Thought: this type of writing will never earn me any money. Stop.
It's quiet in our shoebox. You can hear the neighbors opening cupboards, playing pranks on each other, or holding jam sessions. Last night at midnight there was a 'police raid' on the apartment next door, to the East. (Men's combat boots, worn out. Vintage. Laces freshly pressed.) Tonight, there's a live music jam box going on in the apartment to our north. (Pair of women's heels, platform. Black pleather. Strappy.) And suddenly it hits me that New York City is a live hopping city. This is why no one has a TV but why people write novels here and why people come here to be in bands or make music, or spend a life exploring the arts scenes or to talk or to get lost in the subways or to come down off of luck and plunder the depths of compassion on the A line from Fulton to Jay Street. Because there's a passion in the air and the opportunities are boundless and the only one singing sad songs and stories of could haves and would haves are saps and soul suckers and they don't last long here.

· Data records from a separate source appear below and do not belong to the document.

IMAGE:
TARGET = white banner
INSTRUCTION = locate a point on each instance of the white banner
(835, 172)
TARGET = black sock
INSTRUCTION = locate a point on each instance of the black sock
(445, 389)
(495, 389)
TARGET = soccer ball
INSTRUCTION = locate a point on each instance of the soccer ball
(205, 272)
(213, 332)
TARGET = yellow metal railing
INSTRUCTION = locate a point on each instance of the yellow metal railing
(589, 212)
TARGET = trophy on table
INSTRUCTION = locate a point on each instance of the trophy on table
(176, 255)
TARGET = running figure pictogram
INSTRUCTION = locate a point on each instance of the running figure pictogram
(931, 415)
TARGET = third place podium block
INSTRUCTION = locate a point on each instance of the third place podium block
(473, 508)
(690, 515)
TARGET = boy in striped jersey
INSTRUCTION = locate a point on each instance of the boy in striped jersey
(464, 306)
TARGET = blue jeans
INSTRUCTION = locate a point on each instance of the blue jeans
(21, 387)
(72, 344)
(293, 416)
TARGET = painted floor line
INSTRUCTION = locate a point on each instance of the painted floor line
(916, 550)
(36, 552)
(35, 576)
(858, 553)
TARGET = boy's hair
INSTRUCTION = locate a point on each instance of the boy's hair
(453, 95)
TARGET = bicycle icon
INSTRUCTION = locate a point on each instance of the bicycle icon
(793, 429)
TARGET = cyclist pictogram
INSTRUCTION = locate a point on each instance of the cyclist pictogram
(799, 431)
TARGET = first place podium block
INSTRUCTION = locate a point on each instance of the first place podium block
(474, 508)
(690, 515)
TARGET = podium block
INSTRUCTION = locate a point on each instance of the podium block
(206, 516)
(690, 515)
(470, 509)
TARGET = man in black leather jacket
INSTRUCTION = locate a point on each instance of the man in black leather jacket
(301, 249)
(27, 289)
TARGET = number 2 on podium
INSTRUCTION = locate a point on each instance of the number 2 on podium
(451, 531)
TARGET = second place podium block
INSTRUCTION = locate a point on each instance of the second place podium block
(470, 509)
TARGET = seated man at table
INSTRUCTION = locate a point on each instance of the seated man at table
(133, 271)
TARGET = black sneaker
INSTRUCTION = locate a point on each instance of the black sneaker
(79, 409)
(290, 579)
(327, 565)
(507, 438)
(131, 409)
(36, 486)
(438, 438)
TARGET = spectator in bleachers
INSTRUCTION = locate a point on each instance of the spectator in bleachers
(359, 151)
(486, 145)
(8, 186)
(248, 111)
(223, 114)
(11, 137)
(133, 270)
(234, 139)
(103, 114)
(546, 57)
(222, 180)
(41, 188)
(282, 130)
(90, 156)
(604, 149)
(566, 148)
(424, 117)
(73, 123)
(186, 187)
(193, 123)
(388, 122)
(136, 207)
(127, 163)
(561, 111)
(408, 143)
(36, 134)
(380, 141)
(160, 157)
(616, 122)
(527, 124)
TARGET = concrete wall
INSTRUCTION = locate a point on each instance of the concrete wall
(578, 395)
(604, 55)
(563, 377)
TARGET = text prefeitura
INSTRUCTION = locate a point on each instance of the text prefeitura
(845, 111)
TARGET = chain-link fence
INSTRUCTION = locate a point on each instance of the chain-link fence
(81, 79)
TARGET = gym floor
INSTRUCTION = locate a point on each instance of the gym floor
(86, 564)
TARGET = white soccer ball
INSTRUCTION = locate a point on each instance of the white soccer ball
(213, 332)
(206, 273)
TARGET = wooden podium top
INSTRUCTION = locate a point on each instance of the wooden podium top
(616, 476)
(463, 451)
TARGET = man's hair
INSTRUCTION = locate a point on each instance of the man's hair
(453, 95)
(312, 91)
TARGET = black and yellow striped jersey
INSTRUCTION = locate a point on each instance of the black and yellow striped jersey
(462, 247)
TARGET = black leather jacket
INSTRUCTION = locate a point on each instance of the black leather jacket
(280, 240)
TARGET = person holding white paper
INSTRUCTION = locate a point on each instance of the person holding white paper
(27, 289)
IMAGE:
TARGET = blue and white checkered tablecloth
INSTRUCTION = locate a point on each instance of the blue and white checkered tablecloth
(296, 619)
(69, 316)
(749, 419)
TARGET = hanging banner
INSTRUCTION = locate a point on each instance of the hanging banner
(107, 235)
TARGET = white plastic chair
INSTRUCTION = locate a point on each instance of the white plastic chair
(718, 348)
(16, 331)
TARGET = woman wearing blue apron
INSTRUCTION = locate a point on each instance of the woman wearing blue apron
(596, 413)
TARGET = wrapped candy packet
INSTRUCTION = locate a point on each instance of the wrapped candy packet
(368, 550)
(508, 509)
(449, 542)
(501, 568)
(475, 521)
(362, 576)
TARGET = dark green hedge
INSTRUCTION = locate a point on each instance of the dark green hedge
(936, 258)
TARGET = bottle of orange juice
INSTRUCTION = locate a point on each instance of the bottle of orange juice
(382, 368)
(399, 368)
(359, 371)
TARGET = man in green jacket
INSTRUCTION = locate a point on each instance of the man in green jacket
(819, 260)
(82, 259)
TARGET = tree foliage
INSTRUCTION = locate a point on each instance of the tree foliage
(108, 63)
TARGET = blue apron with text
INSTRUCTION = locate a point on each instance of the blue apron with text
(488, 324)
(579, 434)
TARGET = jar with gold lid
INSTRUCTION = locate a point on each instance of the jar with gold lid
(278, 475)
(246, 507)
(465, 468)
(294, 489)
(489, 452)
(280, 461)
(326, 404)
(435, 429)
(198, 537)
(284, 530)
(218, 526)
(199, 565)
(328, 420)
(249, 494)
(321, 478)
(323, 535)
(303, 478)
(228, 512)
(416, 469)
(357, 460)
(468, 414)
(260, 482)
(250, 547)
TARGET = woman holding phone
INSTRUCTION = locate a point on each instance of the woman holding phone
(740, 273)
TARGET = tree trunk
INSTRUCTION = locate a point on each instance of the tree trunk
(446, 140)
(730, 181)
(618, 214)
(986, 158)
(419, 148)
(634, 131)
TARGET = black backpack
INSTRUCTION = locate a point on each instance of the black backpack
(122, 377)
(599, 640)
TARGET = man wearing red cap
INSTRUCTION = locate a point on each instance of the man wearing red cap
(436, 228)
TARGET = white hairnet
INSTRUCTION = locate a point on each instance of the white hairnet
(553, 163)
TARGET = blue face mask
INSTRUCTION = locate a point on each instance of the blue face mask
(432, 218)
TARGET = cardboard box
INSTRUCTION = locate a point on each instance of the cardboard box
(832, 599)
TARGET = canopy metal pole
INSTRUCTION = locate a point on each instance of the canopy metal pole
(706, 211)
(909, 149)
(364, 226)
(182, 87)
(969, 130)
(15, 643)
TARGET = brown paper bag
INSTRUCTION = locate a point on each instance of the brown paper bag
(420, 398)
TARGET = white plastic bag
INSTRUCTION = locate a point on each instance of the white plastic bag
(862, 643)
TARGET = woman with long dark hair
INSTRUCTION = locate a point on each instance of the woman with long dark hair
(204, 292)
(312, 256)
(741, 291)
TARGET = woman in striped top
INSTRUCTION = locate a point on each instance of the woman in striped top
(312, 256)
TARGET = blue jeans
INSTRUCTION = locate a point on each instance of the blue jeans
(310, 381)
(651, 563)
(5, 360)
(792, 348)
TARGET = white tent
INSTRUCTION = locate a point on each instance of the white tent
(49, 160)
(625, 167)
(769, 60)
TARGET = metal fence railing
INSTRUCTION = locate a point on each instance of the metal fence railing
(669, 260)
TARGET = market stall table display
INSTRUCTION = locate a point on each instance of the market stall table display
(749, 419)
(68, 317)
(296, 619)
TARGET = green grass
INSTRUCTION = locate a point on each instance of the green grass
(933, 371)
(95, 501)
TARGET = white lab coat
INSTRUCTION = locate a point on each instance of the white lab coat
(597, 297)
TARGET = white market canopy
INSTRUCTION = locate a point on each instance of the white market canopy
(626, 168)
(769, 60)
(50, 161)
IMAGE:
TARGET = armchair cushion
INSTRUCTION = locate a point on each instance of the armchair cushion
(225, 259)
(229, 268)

Where do you fit in brown pair of mary jane loafers with turqouise tassels and exquisite, hand cut pleating on the sides. All leather. Soft, but good for walking along riverbanks, alone.
------
There's a mouse in our apartment. His name is Fred Wilson, like the VC. His name was to just be Fred but my brain kept going and it just stuck. F red wils on. He's cheeky, comes out to play at strange times, no wariness in his step, but definitely a cautious creature. He has yet to broach the perimeter that seems to exist in a 10 foot radius from my personage (person of age, pears aged, an aged 'hood).
Nervous because living is performing is to be asking for judgement. Someday I may tell someone about Fred. In the meantime, we're working on our interpersonal communication skills, especially the non-verbal category. It's not what you say. It's how you say it.